As I was about to flee my desk last Friday afternoon, nzherald.co.nz announced that New Zealand was to finally have its own version of The X Factor, courtesy of TV3, the home of classy entertainment for old men in raincoats, and of New Zealand on Air, which had very generously handed out $1.6 million of our money on our behalf for yet more rubbish.
The X Factor? I'd never seen it, though I knew the drill. These shows are always about a bunch of nobodies who want to be somebodies, one of whom, after a lot of faffing about, wins a vote and briefly becomes a somebody who then, after a duff album or perhaps two, becomes a nobody again. It is a winning TV formula that has different names and guises, including, to name two, The Voice, a cutting-edge Australian contest which finished last Friday with a 19-year-old former sex shop assistant beating a 40-year-old father of two, and New Zealand's Got Talent, which a couple of weeks back established for us where antediluvian reggae singers and ancient swimwear models go to die.

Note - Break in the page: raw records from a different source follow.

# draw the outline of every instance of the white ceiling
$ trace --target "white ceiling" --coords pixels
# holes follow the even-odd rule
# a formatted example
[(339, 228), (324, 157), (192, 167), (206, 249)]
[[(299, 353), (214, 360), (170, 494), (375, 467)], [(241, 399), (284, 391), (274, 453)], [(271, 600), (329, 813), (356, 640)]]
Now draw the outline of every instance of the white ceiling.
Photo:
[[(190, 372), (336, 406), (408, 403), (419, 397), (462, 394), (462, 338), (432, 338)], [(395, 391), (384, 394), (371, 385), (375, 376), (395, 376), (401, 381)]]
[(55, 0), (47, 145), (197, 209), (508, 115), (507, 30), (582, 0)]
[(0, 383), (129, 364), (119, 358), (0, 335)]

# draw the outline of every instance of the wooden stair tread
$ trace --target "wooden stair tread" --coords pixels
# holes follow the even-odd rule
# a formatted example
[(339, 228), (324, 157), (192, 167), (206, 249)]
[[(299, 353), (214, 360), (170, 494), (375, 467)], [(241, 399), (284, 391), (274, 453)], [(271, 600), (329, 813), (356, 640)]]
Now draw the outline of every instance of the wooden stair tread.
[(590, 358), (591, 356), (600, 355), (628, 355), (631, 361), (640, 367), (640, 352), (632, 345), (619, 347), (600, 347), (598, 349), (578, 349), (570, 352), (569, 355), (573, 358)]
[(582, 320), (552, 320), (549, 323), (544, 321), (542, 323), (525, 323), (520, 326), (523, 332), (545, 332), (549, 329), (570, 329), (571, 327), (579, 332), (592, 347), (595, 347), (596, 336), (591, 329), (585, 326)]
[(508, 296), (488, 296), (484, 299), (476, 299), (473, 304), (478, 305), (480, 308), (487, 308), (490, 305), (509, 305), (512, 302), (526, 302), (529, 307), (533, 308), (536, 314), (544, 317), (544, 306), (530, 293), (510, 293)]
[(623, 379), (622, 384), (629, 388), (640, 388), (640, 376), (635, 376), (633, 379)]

It turns out it is a purgatory of small boys with guitars singing about missing cats, fellows wearing T-shirts declaring their love of spooning with each other and people doing suggestive dancing to loud music. It's awful. Though I do hope that whoever eventually triumphs in New Zealand's Got Talent (in five years' time or whenever) will prove the exception to the rule that TV talent show winners in New Zealand might as well not have bothered.